I'm as happy as a kid with a new toy. This has to be the best $ I've spent in a long time!

Post upgrade:
 Newly added DVR functionality near identical to 722/622 in single mode
 EPG now contains *9 days* of guide info instead of only 44 hours
 Pause & replay Live TV 
 Record two shows at once (assumes one is via OTA)
 Record 1 (or 2 w/OTA) while watching another recording
 Skip commercials in recorded shows
 *Portable!!* - swap the ext. drive between any DVR-enabled 211's (for 211 receivers only, cannot move between 211 & 622/722) - but you may be able take it to a friend's home as long as they have DVR option on their 211. Need to verify this.

I'm finding that for the most part the DVR-enabled 211/211k performs virtually identical to my 722 just that you have 1 less SAT tuner & so are restricted from recording a SAT channel while trying to watch another SAT channel (unless you're coincidentally recording the same channel that you're presently watching). Obviously with only 1 SAT tuner it can only be performing 1 function, watch a channel or record a channel, or watch and simultaneously record the same channel.

That's where OTA becomes important. If you have your network locals available OTA, and most of us do, you'll definitely want to hook 'em up. That way you can either watch or record OTA while recording from the SAT (or vice versa).

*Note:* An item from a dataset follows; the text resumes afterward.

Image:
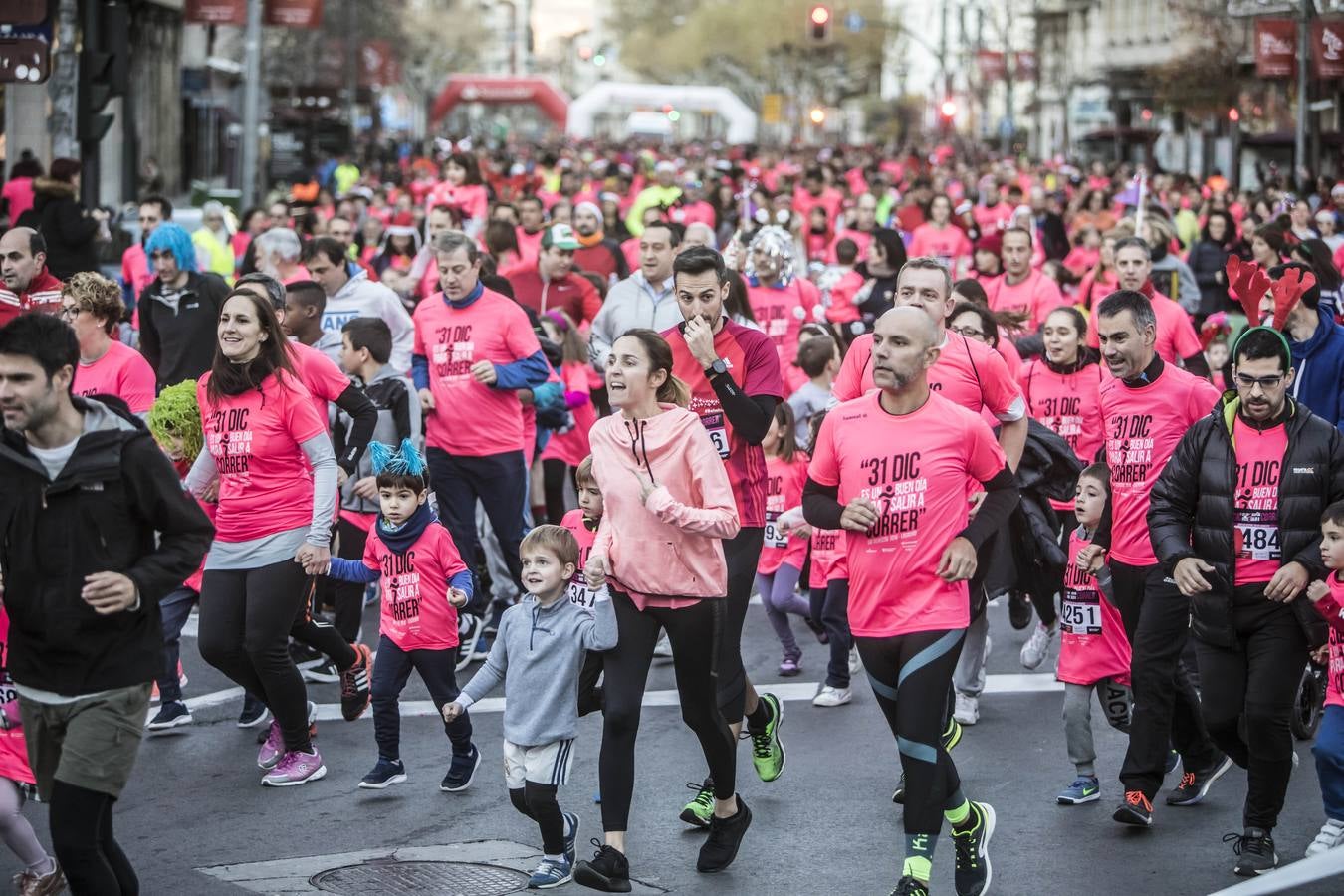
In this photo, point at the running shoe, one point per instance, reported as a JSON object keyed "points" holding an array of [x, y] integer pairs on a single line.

Aside from time-shifting late night (past us old folks' bedtime) programs, we have scoured through that great 9-day guide to schedule the recording of movies from the premium channels either in the wee-hours of the morning or during the middle of the day when we're otherwise not prone to be watching the tube. First experience w/playback (Joe Wilson's War) was flawless.

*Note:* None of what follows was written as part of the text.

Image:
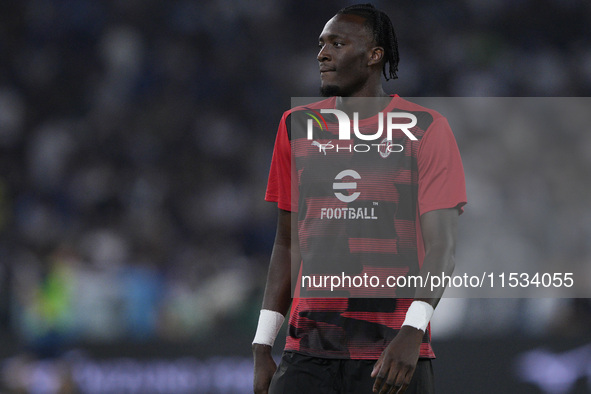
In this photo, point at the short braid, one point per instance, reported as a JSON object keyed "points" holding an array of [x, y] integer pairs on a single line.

D* & Cable subscribers, eat your heart out. This is cool.

.


----------



## P Smith (Jul 25, 2002)

_"but you can take it to a friend's home as long as they have DVR option on their 211"_
Did you check it by yourself ? Hard to believe - the feature protected by Household Key [HHK] what is unique for an ACCOUNT !


----------



## Cap'n Preshoot (Jul 16, 2006)

I question the 'key' - you could be right, but still nothing would stop you from taking the 211 along with you. "Hey, lets get together and watch some movies. Your place or mine? We have ..... recorded". Can't check this just yet, but one of the neighbors was over last night checking things out and plans to get one.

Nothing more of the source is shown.